Using Apache Solr for Content Search

Concept

iKnowBase comes with ready-to-use components for integration with the Apache Solr open source enterprise search platform ( http://lucene.apache.org/solr/).

When using iKnowBase together with Apache Solr, the following components will be in use:

The Apache Solr server is installed on one or more computers. Inside Apache Solr, an iKnowBase search component is installed to handle security considerations
The database repository and ikbBatch application cooperates to send index updates from iKnowBase to Apache Solr
The ikbViewer application has user interface components to easily generate search requests and navigate the search result

The process for indexing works somewhat like this:

The content is inserted, updated or deleted in iKnowBase (1). This can be done thru Forms, Service API or any other user interface made to update content in iKnowBase.
The document may be triggered by a Solr event if the event condition matches the document (2).
If triggered, an “index request” is queued to the Oracle Database AQ-system (3). The operation will either be update or delete.
The ikbBatch application listens to index requests (4).
If the document is new or updated, ikbBatch will retrieve the document (5), as described in the Solr Configuration. The Solr Configuration defines how the document should be represented in Apache Solr and maps the document/attribute values to Solr fields.
Finally, ikbBatch creates and sends “update” or “delete” messages to Apache Solr for updating the Solr index (6).

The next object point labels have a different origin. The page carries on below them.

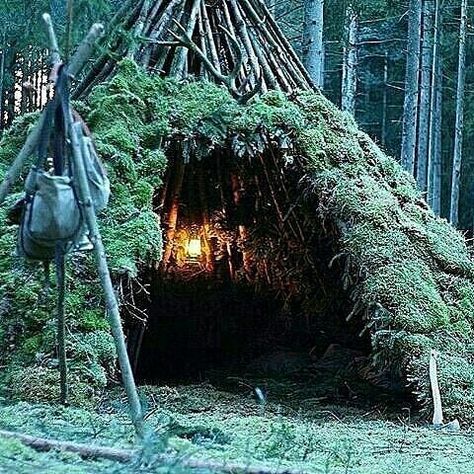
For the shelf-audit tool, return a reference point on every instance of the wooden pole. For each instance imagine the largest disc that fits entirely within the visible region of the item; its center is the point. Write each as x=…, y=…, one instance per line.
x=127, y=455
x=78, y=61
x=80, y=152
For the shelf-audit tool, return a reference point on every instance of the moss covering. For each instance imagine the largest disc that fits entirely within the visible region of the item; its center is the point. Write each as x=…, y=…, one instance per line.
x=413, y=272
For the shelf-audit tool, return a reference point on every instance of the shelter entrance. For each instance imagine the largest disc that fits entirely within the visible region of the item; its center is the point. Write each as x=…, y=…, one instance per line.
x=248, y=278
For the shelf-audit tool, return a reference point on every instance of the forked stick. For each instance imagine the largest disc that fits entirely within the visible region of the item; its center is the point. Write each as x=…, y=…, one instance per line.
x=438, y=410
x=78, y=61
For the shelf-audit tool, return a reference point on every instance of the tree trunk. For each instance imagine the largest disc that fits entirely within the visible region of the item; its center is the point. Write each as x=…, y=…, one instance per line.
x=437, y=134
x=435, y=131
x=426, y=68
x=313, y=39
x=2, y=79
x=384, y=101
x=457, y=156
x=349, y=69
x=410, y=109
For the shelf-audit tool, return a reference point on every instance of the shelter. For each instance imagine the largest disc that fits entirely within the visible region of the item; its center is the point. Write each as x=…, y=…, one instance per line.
x=267, y=196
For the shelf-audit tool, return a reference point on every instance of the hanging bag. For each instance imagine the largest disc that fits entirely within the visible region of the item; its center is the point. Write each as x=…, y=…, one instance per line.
x=52, y=216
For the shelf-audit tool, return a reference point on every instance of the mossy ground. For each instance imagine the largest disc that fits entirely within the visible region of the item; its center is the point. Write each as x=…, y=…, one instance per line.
x=411, y=273
x=204, y=422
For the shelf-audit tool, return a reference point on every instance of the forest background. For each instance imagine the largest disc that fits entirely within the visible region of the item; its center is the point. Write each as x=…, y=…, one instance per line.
x=403, y=68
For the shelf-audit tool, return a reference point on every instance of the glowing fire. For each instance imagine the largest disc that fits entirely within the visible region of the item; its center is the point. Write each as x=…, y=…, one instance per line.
x=194, y=248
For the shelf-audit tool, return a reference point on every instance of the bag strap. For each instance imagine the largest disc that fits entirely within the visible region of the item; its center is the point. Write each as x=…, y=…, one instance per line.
x=56, y=118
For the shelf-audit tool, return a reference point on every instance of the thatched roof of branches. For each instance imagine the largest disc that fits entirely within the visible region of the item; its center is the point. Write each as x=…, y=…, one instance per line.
x=407, y=275
x=236, y=43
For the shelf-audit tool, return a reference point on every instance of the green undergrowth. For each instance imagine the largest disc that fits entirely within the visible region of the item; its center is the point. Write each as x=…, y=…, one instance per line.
x=220, y=428
x=411, y=273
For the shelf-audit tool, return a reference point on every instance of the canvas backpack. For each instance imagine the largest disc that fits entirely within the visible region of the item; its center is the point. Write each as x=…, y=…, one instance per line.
x=52, y=217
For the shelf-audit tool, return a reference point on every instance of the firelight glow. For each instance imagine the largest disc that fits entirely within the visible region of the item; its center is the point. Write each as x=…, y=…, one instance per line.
x=194, y=248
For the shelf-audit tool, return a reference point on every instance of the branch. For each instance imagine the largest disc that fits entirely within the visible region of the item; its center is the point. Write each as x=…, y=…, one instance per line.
x=127, y=455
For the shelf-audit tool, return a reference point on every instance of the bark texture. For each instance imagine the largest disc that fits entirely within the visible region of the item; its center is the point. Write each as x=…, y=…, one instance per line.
x=410, y=109
x=457, y=156
x=313, y=50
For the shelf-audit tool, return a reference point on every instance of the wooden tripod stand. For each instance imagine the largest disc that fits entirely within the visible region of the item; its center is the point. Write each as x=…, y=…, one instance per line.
x=80, y=155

The process for search works somewhat like this:

Whenever a user initiates a search operation (7), the user interface component creates a SolrQuery and submits to an iKnowBase SolrSearchClient component for execution.
The search client adds security related information to the request, signs the request using a secure Message Authentication Code, and sends the request to Apache Solr.
Inside Apache Solr, the iKnowBase search component verifies the security information, and adds the required search conditions (8).
Apache Solr returns a normal search response which is rendered by the user interface components in iKnowBase.
A result set from SOLR can easily be merged with a viewer. This will enhance the final result and you don’t have to store everything in SOLR.

Installation and setup

See the Installation Guide for installation guidelines.
After you’re done with the installation you are ready to index your content.

iKnowBase security

The Apache Solr Search Server, which is distributed together with iKnowBase, includes iKnowBase Solr components which handle security in terms of authorized access to documents. The iKnowBase security search component is configured in the configuration file “solrconfig.xml”, and configured for use by the search handler “/select”. Search handlers, which use this component, will load security information from iKnowBase and filter the result set by iKnowBase access control lists.

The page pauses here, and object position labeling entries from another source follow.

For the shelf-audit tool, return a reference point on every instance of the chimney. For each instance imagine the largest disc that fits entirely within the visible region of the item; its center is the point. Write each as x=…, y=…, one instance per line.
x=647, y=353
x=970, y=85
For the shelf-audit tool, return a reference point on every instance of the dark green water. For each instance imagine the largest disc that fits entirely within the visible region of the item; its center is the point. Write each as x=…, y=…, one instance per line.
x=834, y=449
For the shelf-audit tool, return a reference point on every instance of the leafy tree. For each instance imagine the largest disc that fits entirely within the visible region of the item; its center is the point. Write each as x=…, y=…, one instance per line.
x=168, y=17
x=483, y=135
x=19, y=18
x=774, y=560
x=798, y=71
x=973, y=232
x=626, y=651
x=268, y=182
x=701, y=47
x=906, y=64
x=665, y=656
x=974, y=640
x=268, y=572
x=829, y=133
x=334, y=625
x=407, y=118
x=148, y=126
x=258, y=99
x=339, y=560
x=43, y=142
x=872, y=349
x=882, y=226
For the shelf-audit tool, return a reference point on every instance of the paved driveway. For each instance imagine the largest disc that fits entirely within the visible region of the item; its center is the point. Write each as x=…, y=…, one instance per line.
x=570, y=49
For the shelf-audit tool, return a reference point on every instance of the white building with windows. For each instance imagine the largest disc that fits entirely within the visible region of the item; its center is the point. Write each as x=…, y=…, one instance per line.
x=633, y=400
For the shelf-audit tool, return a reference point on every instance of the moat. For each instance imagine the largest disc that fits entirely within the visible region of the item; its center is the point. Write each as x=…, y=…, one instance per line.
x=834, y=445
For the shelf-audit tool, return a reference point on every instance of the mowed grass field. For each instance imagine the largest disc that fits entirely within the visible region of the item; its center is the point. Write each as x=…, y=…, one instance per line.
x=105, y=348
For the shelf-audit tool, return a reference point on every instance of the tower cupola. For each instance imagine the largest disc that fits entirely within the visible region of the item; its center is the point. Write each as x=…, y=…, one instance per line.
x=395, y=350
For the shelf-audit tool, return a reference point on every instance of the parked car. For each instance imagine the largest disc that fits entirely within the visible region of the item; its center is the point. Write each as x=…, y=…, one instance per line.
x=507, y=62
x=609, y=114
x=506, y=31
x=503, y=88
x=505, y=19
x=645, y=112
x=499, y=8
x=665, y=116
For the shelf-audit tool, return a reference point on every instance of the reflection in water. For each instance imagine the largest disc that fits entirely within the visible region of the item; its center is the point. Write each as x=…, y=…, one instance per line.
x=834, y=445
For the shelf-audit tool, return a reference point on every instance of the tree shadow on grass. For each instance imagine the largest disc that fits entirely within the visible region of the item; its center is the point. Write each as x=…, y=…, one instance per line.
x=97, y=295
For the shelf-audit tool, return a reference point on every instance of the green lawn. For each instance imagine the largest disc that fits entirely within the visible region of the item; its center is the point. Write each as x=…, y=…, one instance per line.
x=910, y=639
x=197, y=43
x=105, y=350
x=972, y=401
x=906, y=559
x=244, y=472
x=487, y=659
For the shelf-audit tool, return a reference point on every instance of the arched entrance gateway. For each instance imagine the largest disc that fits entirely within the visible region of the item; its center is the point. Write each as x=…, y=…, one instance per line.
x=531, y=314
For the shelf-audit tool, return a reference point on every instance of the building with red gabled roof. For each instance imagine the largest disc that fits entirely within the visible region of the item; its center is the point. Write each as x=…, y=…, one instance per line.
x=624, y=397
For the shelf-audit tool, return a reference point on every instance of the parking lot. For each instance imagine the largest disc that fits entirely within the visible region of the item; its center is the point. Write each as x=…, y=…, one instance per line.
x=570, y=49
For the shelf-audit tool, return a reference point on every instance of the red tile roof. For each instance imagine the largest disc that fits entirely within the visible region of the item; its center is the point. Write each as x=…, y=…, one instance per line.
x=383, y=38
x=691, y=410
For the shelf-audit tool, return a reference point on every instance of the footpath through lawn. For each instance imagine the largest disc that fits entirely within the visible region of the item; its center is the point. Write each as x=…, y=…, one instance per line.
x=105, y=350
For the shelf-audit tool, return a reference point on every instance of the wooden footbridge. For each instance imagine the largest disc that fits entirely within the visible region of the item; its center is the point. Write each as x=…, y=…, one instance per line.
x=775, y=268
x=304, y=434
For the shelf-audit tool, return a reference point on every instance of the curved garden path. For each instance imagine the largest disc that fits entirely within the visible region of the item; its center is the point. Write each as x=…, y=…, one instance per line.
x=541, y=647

Note: If you will configure new search handlers, include the iKnowBase security search component to ensure authorized access to iKnowBase data. For information regarding security in autocomplete operations, see Configuring search suggestions below.

Configuring the indexing process

Before you start indexing your content you need to decide the following:

What kind of documents/information should be indexed? You need to investigate your content and define what to index. When you have defined all indexable content you will need to represent the set in one or more Indexing events in Development Studio (available under the Advanced tab), see Development Reference . An Indexing event will trigger all documents with the given condition and issue an update statement to the Content Indexer.
When you have decided which documents to be indexed, you then have to define what to index within a document. You must create a Solr configuration in Development Studio (available under the Advanced tab), where you define all the attributes to be indexed and how they should be represented in Apache Solr, see Development Reference . Should the attribute be indexed itself? Should we be able to search for the attribute value text when we do a freetext search? Should it be possible to display the value in the result set? The Solr configuration screen will help you by presenting the most common attributes in your database, they are normally good candidates for indexing.

Building a search page

To build a search page, you will use a Groovy-based template (HtmlViewer, ScriptViewer or ScriptAction), where the iKnowBase SolrSearchClient component provides access to the Solrj library.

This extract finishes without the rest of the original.